PATRICK COLLISON (at right), known for his clever programming skills and for the successful sale of his start-up Auctomatic, suggests ways to foster innovation in a piece for the Irish Times. As an unsuccessful start-up person myself, I was interested in how Patrick saw the Irish tech landscape and how he'd change things. Although his ideas have stimulated discussion in the Irish blogging community, I'm less confident that his ideas offer the kind of roadmap that the Irish government can actually follow.
Patrick says, "The Valley, at its heart, is all about start-ups." Maybe--I think the Valley is all about the culture. When I lived in Palo Alto, I saw the research side of the Valley and I mingled with the moneyed side of the venture capital community. Both Stanford and Berkeley had significant amounts of federally-sponsored reasearch programmes. Some of those programmes kept talented university graduates connected to campus offices and a few of those researchers became members of start-ups. From what I saw while commuting on US-405, the start-ups often emerged from a foundation of funded research and if a start-up had a brilliant idea, an angel investor or VC analyst could pop in for a look. In Ireland, Science Foundation Ireland is trying to fund fourth-level research programmes for Irish graduates. SFI's budget is miniscule when compared to that of the US military, the source of many research programmes undertaken by Bay Area universities. And unless you're a regular to the Shelbourne or you have a Portmarnock golf club membership, you're not going to be in the same space as VC or angel investors in Ireland.

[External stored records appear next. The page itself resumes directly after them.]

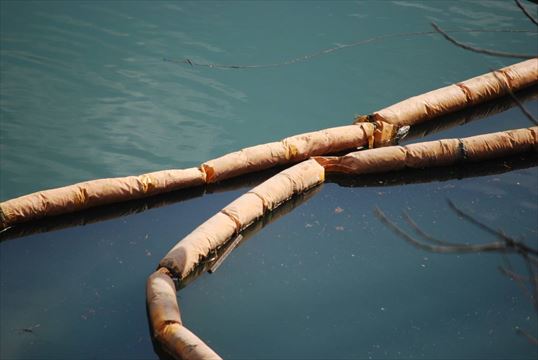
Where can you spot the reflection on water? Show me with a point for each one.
(84, 93)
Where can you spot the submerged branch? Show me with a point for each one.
(335, 48)
(452, 248)
(480, 50)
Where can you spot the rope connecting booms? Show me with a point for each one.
(374, 130)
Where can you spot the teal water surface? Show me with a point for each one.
(85, 93)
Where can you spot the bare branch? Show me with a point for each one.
(520, 281)
(422, 233)
(527, 14)
(494, 246)
(480, 50)
(510, 241)
(307, 57)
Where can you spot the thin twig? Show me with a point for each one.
(510, 242)
(480, 50)
(520, 281)
(523, 109)
(422, 233)
(494, 246)
(531, 18)
(336, 48)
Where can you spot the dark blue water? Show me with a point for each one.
(84, 93)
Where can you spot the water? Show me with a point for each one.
(84, 93)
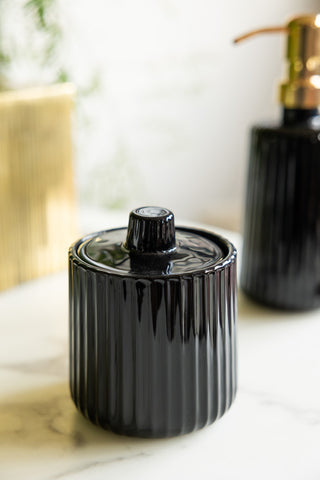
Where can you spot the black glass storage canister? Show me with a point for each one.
(152, 326)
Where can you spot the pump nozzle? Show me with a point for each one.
(302, 89)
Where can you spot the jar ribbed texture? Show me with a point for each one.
(159, 358)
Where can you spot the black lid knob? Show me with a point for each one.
(151, 230)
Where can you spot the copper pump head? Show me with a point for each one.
(302, 88)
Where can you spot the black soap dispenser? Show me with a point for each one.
(281, 239)
(152, 326)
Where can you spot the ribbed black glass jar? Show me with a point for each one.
(152, 326)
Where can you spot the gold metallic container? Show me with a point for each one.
(37, 211)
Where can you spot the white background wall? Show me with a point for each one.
(169, 122)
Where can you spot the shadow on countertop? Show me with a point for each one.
(46, 419)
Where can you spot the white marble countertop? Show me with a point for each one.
(271, 431)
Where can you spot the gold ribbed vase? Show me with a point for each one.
(37, 218)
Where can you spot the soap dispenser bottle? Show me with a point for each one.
(281, 239)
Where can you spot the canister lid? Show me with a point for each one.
(151, 245)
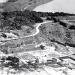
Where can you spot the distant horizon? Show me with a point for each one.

I've always felt that it's easier to make connections to a week's worth of billables over coffee in the lobby of a Dublin hotel than it is to scour the internet from a box closet office in an incubation centre down the country. In Ireland, every third level institution receives funding for start-up offices. This effectively means the start-up energy in Ireland is scattered throughout the country. You can see the energy that founders bring to the mix at industry events like OpenCoffee in Ireland. Barcamps, OpenCoffee sessions, and industry conferences happen regularly but not as often as frequent hook-ups in Silicon Valley, where people often live in the same apartment blocks, order at the same Starbucks or jog on the same trails. The Irish government is committed to dispersing the start-up culture throughout the State, in keeping with parish pump politicis that have worked so well.
I'm with Patrick when he cites the slow responsiveness from Enterprise Ireland about investment decisions. "Enterprise Ireland still take several months to make most investment decisions. This is crazy--it encourages good companies to get their money elsewhere."
Patrick Collison -- "The Grand Plan" in the Irish Times Innovation magazine, June 2009.
Fergus Burns -- "The Grand Plan by Patrick Collison" in the Web2Ireland blog, 8 June 2009.